Both LGBT Council candidates in both parties were lucky enough to get great ballot positions: Cohen was No. 5 and Lazin was No. 2. Cohen had almost no Democratic Party support, while Lazin was endorsed by the Republican Party. In a low-turnout election, races are won by how many ballots you appear on throughout the wards in the city. Lazin, with party support, appeared on almost all. Cohen, on the other hand, appeared on very few. Turnout also plays a part. In a low-turnout race, usually the party-endorsed candidates win and win big — with the exception of a candidate who tries to be high-profile or is involved in some sort of scandal.
Add to that the LGBT element. In the Republican at-large race, Lazin almost ran away from the LGBT community, angering many. While Cohen embraced her LGBT roots, Lazin rarely mentioned it — but these are Republican voters. He had overwhelming support from the Republican elite. So how did that playbook work for each?
Cohen came within a whisper of winning an at-large nomination with little party support in a party election. Her support came from a host of reform groups and the LGBT community, which she embraced. In the Democratic race, where the winning candidates received around 45,000 votes, she came in sixth and lost by only 1,600 votes. This is a huge surprise and wake-up call to the Democratic Party. Four years from now, an LGBT candidate supported by a united LGBT community should easily win a council seat. Cohen made that point clear in this election. Thanks to Cohen, the party is on notice. Cohen should be that candidate in 2015.
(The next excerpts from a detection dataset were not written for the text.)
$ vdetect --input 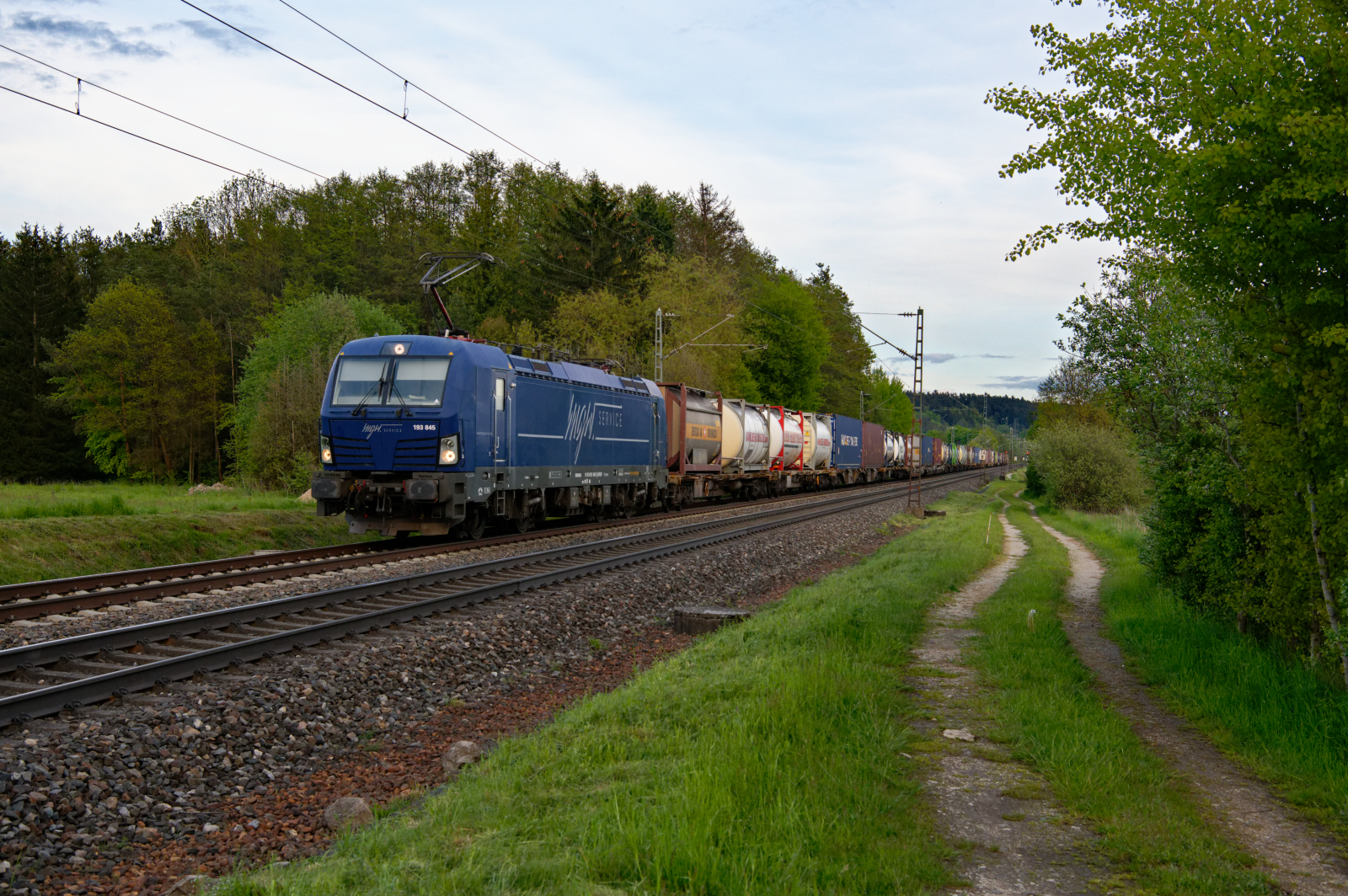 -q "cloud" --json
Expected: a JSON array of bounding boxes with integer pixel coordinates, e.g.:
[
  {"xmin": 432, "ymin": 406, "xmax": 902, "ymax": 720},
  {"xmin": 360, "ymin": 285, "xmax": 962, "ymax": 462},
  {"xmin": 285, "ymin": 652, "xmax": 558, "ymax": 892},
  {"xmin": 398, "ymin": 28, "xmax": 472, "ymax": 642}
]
[
  {"xmin": 178, "ymin": 19, "xmax": 258, "ymax": 52},
  {"xmin": 9, "ymin": 12, "xmax": 168, "ymax": 59},
  {"xmin": 979, "ymin": 376, "xmax": 1043, "ymax": 389},
  {"xmin": 0, "ymin": 62, "xmax": 61, "ymax": 89}
]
In the Republican at-large race, you only needed 7,000 votes to win. Lazin came in short by about 230 votes, also coming in sixth. This is a rather weak showing after almost compete support from the Republican Party and endorsements from both the Daily News and Inquirer. With his ballot position, Lazin should have just sailed in like the number-one person on the ballot, Michael Untermeyer, who placed fifth and was not endorsed by the party. The difference is that it seemed Lazin made a point of putting himself out there as the fiscally responsible candidate and ran away from his base in the LGBT community. His campaign website doesn’t mention “gay” — though it state he is founder and executive director of “Equality Forum, a national and international nonprofit organization” — but prominently has pictures of him with George H. Bush and Nancy Reagan. At the tail end of the campaign, it became apparent that Lazin’s past financial issues were in stark contrast to the fiscally responsible profile he put out there. Republican voters literally skipped over Lazin — the No. 2 ballot position — to vote for someone else. Could this be tied to homophobia on the part of Republicans? No, all the other winning candidates for at-large had pro-gay positions. Was Lazin a casualty of the civil war in the Republican Party? No, both sides supported him. Lazin lost because of Lazin. He miscalculated his community. Making himself the center of attention did not help. It just made voters look deeper.
So what are the lessons learned in this primary? It doesn’t matter if you are gay; it matters if you are embraced by your own base — that base raising the needed funds and an outreach to the political party. The future is bright for LGBT candidates.